Hepatocellular carcinoma (HCC) is the sixth most common type of cancer and the fourth leading cause of cancer-related deaths worldwide. Only approximately 30-40% of patients can be treated with any hope of recovery. The remaining patients undergo locoregional or systemic therapies of which transarterial chemoembolization (TACE) is the most frequent approach. However, the efficacy of TACE is poor in the treatment of large (>5 cm) and multinodular tumours. Furthermore, the presence of macroscopic neoplastic vascular invasion (MaVI) is generally considered a contraindication to this intra-arterial treatment.
Which HCC patient should be treated with radioembolization?
In the presence of large HCCs with or without MaVI, transarterial radioembolization (TARE) represents an intra-arterial therapy alternative to TACE or to systemic therapies and has been shown to be effective in inducing tumour necrosis and delaying its progression, ultimately leading to a survival benefit. TARE has recently entered at the left of the BCLC algorithm (i.e., BCLC 0-A), mainly because of negative phase III trials in BCLC C stage. TARE has shown a steady increase in nationwide studies over the past 20 years and has even been adopted in some tertiary centres as the primary HCC treatment across all BCLC stages. So, the crucial point is patient selection.

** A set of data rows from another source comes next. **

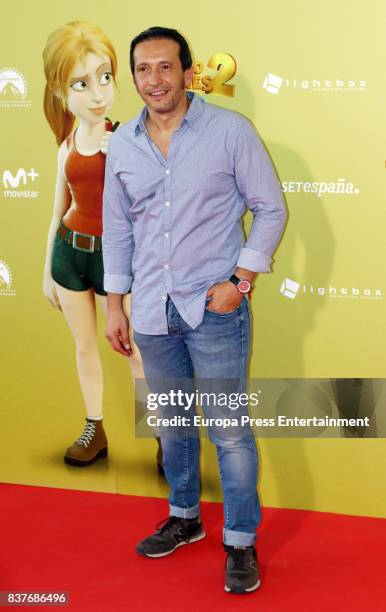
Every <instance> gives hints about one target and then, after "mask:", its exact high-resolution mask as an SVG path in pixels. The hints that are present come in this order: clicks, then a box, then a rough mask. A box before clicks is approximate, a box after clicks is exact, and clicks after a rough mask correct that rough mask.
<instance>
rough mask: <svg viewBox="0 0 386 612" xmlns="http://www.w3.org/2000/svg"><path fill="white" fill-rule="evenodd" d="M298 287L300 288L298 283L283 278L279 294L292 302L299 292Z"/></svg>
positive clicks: (290, 280)
mask: <svg viewBox="0 0 386 612" xmlns="http://www.w3.org/2000/svg"><path fill="white" fill-rule="evenodd" d="M299 287H300V283H297V282H296V281H293V280H291V279H290V278H285V279H284V280H283V282H282V285H281V287H280V293H282V294H283V295H285V297H288V298H290V299H291V300H294V299H295V298H296V296H297V293H298V291H299Z"/></svg>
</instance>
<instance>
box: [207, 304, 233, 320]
mask: <svg viewBox="0 0 386 612" xmlns="http://www.w3.org/2000/svg"><path fill="white" fill-rule="evenodd" d="M239 308H240V306H238V307H237V308H235V309H234V310H230V311H229V312H214V311H213V310H208V306H205V312H207V313H208V314H210V315H213V316H215V317H222V318H224V317H231V316H232V315H235V314H237V313H238V312H239Z"/></svg>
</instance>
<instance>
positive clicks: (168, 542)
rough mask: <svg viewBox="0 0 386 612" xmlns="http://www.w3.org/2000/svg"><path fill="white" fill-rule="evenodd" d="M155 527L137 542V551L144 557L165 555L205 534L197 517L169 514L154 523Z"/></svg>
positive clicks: (196, 540) (200, 523) (200, 539)
mask: <svg viewBox="0 0 386 612" xmlns="http://www.w3.org/2000/svg"><path fill="white" fill-rule="evenodd" d="M156 529H157V531H156V533H154V534H153V535H151V536H149V537H148V538H145V539H144V540H142V541H141V542H140V543H139V544H138V546H137V553H139V554H140V555H143V556H145V557H155V558H157V557H166V555H170V554H171V553H172V552H174V551H175V550H176V548H179V546H183V545H184V544H192V543H193V542H197V541H198V540H202V538H205V535H206V534H205V531H204V530H203V528H202V523H201V521H200V519H199V518H195V519H183V518H179V517H177V516H170V517H169V518H167V519H165V520H164V521H162V522H161V523H159V524H158V525H156Z"/></svg>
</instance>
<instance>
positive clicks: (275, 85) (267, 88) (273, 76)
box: [263, 72, 283, 94]
mask: <svg viewBox="0 0 386 612" xmlns="http://www.w3.org/2000/svg"><path fill="white" fill-rule="evenodd" d="M282 84H283V79H282V78H281V77H279V76H277V74H272V72H268V74H267V76H266V77H265V79H264V81H263V89H265V90H266V91H268V93H272V94H278V93H279V91H280V87H281V86H282Z"/></svg>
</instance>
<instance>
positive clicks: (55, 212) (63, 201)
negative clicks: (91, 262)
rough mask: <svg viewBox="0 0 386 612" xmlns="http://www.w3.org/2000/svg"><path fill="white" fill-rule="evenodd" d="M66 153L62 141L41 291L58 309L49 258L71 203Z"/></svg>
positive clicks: (63, 144) (59, 158)
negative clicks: (63, 221)
mask: <svg viewBox="0 0 386 612" xmlns="http://www.w3.org/2000/svg"><path fill="white" fill-rule="evenodd" d="M66 155H67V143H66V141H64V142H63V143H62V144H61V145H60V147H59V152H58V174H57V178H56V187H55V198H54V210H53V214H52V219H51V223H50V228H49V230H48V238H47V249H46V259H45V264H44V281H43V293H44V295H45V296H46V298H48V300H49V301H50V302H51V304H52V306H54V307H55V308H59V309H60V304H59V300H58V297H57V295H56V291H55V285H54V281H53V279H52V276H51V258H52V248H53V244H54V239H55V234H56V232H57V229H58V227H59V223H60V220H61V219H62V217H63V215H64V214H65V212H66V211H67V210H68V209H69V208H70V205H71V193H70V190H69V187H68V183H67V180H66V177H65V175H64V161H65V158H66Z"/></svg>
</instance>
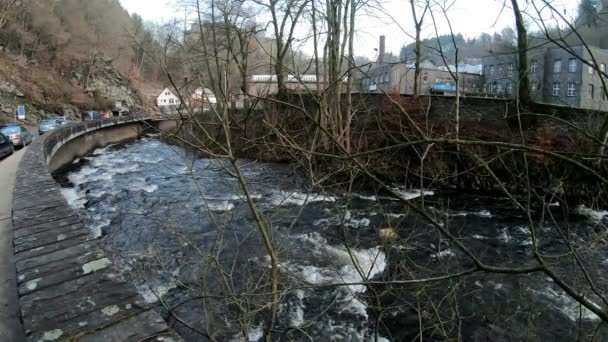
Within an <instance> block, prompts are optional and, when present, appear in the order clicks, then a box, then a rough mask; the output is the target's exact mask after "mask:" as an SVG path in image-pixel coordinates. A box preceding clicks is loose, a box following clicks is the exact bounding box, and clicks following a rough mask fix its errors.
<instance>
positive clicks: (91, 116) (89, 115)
mask: <svg viewBox="0 0 608 342" xmlns="http://www.w3.org/2000/svg"><path fill="white" fill-rule="evenodd" d="M80 115H81V116H80V117H81V118H82V121H90V120H100V119H101V114H100V113H99V112H97V111H94V110H87V111H84V112H81V113H80Z"/></svg>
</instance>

TARE is more potent than TACE in terms of damage to the healthy liver as well as tumour control. Therefore, the most favoured candidates for TARE are patients with an unresectable HCC who have Child-Pugh class A. The biggest advantage of TARE over TACE is that it induces minimal post-embolization syndrome irrespective of the tumour size, whereas post-embolization syndrome after TACE is commonly proportional to the tumour burden. Thus, TARE is commonly considered for patients with a large (>6 cm) unresectable HCC who can benefit more from TARE than for those with a small HCC. Moreover, TARE can be a good treatment option for patients with portal vein tumour invasion due to its minimal embolic effect. However, the extent of portal thrombosis is an important selection criterion; patients with segmental or bisegmental portal thrombosis are good candidates for TARE, while involvement of the lobar or common portal trunk is associated with worse progression.
What is the role of technical aspects in radioembolization, such as dosimetry ?
TARE is a sophisticated technical procedure requiring high skills and expertise together with multidisciplinary management, involving various medical and non-medical personnel, having a significant learning curve. Lack of experience may have influenced the selection of patients in the past, which was not entirely appropriate as well as having negatively influenced the significant impact of dosimetry. In this regard, the experience seems to be associated with the evolution of the role of dosimetry. In fact, it is now widely demonstrated that dosimetry is crucial for the effectiveness of TARE. In fact, personalized dosimetry has been found to be associated with improved overall survival and progression-free survival.
What are the possible future combinations?
Recent and preliminary results have led to enthusiasm for combining checkpoint inhibitors and TARE, in the setting of HCC. The immunomodulatory abilities of TARE remain largely unknown.
Prospective trials are needed to determine the optimal immunotherapy and optimal timing of sequential therapies administered in combination with TARE.